James Connelly, co-founder and managing director of Fetch, rounds up the best mobile marketing from around the world. James has specialised in mobile media for most of his career so far, working in both London and Sydney. He launched Fetch, one of the first pure-play mobile marketing agencies in the UK, in 2009, aged 23. Today the agency’s clients include eBay and Hotels.com.
We’re all excited by ever more creative and innovative ways to tell consumers to buy this product or download that app. But if we’re only on a constant quest to find the most inventive route, more often than not, messages get lost, and consumers are left feeling bombarded by unsolicited content. Often, in our mission for that download or sale, we think of the communication in terms of how they serve the brand, not the consumer.
Savvy brands are using the mobile channel to turn advertising into a service rather than an interruption. This type of branded utility ultimately creates a more intimate relationship with the end consumer by offering an additional product or service to make their life easier.

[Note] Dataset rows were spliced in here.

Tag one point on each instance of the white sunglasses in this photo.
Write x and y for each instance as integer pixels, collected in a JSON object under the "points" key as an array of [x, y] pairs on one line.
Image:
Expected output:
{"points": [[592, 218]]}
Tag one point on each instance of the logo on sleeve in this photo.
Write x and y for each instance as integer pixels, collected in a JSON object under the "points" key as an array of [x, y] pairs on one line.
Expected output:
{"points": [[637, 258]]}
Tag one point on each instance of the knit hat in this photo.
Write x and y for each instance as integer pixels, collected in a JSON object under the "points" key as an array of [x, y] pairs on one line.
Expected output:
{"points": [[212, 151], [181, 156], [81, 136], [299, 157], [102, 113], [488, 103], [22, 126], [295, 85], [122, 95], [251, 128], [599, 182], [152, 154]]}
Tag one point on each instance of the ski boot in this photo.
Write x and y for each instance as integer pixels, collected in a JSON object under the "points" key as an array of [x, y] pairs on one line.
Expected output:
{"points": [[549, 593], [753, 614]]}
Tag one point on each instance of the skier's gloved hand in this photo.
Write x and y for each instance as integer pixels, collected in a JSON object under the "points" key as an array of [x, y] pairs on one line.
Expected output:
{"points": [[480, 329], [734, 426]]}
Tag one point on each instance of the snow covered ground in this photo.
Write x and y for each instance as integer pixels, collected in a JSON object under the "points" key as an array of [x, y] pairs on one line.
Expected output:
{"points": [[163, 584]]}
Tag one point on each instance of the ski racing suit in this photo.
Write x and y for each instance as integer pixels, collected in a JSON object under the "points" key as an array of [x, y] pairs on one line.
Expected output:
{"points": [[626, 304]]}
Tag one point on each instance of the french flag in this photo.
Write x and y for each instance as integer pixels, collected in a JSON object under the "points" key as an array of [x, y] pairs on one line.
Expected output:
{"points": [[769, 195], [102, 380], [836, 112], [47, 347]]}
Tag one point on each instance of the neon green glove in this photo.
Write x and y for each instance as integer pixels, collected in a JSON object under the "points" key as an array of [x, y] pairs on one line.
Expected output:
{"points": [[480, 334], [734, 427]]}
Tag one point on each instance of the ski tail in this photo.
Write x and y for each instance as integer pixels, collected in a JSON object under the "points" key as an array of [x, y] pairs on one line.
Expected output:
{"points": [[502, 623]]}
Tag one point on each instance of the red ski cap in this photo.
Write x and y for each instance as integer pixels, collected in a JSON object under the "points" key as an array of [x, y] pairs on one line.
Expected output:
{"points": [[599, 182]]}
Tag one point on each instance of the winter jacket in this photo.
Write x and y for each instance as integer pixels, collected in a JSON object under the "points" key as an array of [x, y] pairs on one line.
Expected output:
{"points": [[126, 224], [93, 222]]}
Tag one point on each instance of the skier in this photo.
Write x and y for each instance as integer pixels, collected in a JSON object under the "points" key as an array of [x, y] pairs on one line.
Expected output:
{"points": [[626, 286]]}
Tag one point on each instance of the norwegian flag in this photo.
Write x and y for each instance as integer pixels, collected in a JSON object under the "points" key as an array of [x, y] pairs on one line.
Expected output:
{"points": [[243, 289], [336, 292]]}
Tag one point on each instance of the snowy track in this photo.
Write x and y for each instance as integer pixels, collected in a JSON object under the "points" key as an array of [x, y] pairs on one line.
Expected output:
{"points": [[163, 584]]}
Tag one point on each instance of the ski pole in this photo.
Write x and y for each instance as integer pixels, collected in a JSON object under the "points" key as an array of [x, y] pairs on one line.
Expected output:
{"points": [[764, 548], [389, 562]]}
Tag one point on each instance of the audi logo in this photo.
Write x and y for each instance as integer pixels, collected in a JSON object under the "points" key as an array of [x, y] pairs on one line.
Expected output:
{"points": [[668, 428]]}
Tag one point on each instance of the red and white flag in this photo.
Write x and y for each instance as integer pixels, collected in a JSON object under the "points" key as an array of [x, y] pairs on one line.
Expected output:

Audi has created the Start Stop app — a simple app which helps users save phone battery. It notifies users when it detects open apps that aren’t actively being used and sends users a notification to close it, making the phone, just like the Audi, more efficient. The app is being used to promote Audi’s stop-start technology, which automatically turns off the car’s engine when it is stopped and restarts it when the driver puts the car back in gear, ultimately making Audi’s more efficient. This strategy is useful for the app users and encourages them to associate Audi with efficiency, rather than simply serving an ad.
One of the most inconvenient aspects of e/mCommerce is the inability to see or try on a physical product before buying; in fact it is one of the strongest barriers to completing online purchases. Ikea is launching a mobile app that harnesses the power of augmented reality and allows consumers to virtually place furniture in their home. The app will allow customers to scan items straight from the printed or digital version of the Autumn 2014 catalogue and have them superimposed 3-dimensionally into any space. It will also allow a 360 degree view using the device sensors so consumers will be able to get a true feel for what that item will look like in their home prior to purchase.
The Nike+ training system is truly the holy grail of branded utility. Launched in 2006 the app was originally integrated with a small transmitter device attached to or embedded into a Nike shoe, allowing runners to easily track their running data. The app now includes social features so users can challenge friends or post running routes and progress on social media. However, the most recent version of the app, Nike+ Move, takes advantage of the iPhone 5S’s M7 motion coprocessor, which continuously records movement data from the phone, and turns your iPhone into an accelerometer, allowing a similar experience to the Nike FuelBand.